Reger and Lytle's trial lasted approximately two weeks, during which prosecutors say the pair were engaged in the scheme for about 10 years. Evidence presented in the indictment against them said there were at least two forms of fraudulent mail sent to victims:

  • Sweepstakes: These mail pieces falsely appeared to be personalized, formal communications from a government agency, law firm, or other official entity. The form, content, and structure of the mail pieces deceived some consumers into believing they had won a substantial sum of money, usually in a sweepstakes or other contest or game, but that, in order to claim the winnings, recipients first had to pay a fee, tax, or other sum.
  • Astrology: These mail pieces falsely led consumer recipients to believe they had been specially selected to receive the mail pieces because an astrologer or psychic had experienced a vision about them and would provide personalized information about them or purportedly unique items for a fee.

"These criminals preyed on some of the most vulnerable members of our community, and today's verdict sends a clear message that such predatory behavior will not be tolerated," Inspector in Charge Eric Shen of USPIS' Criminal Investigations Group said in a statement. "We will continue to work tirelessly to ensure justice is served and to prevent these crimes from happening in the future."

Reger and Lytle are set to be sentenced on Sept. 30. Both face a maximum penalty of 20 years in prison for each count.

Epsilon Data Management, according to the U.S. Department of Justice, uses data collected from marketing clients to predict consumer activity. Its website boasts a portfolio of working with companies and organizations including BP, Norwegian Cruise Lines, Yard House, the ASPCA, Staples and more.

In 2021, Epsilon Data Management settled with the Justice Department and victims for $150 million over similar allegations. Later that year, its CEO Bryan Kennedy retired. And in 2018, Steven Fritz Kessler, former Epsilon Vice President, pleaded guilty to conspiracy to commit mail fraud for his role in this case. Court records show he was sentenced to five years of probation and ordered to pay a $29,000 fine.

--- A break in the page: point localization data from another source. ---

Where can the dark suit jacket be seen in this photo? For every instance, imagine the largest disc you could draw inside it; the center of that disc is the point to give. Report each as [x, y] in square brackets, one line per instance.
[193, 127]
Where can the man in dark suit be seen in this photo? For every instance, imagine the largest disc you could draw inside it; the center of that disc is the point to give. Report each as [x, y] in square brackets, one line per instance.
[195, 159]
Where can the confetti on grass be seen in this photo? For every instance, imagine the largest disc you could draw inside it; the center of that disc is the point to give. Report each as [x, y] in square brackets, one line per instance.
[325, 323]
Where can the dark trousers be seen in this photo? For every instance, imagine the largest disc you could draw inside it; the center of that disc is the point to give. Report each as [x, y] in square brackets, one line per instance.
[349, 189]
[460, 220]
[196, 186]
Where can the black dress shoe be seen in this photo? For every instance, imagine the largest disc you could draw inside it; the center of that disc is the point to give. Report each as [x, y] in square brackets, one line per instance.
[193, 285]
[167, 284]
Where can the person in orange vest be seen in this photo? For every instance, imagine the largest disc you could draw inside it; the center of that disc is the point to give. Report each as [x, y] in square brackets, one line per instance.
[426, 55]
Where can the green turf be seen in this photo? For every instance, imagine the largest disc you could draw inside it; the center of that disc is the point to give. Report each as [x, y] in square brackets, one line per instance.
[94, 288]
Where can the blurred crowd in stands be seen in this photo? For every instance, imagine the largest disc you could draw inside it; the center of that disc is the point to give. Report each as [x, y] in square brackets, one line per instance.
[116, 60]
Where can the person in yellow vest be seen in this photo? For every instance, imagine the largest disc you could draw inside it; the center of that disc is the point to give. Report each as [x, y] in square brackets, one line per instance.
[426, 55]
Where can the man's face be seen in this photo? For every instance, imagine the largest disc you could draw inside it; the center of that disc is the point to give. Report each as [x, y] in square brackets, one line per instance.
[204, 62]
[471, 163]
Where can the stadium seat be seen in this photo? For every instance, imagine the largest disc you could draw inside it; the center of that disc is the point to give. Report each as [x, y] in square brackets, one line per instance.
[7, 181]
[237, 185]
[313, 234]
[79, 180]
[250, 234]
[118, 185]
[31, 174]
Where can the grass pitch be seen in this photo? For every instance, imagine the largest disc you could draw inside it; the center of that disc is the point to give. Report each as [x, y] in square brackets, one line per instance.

And in 2011, Epsilon announced a data breach that it said impacted 2% of the companies it counted as clients, and companies including Target, Kroger, US Bank, JPMorgan Chase, Capital One and Walgreens alerted their customers at the time of the breach. Kennedy, while he was CEO, defended the company in a 2014 segment by CBS' 60 Minutes.

The company did not respond to a request for comment Saturday. Attorneys representing the company and the defendants also did not respond to emails seeking comment.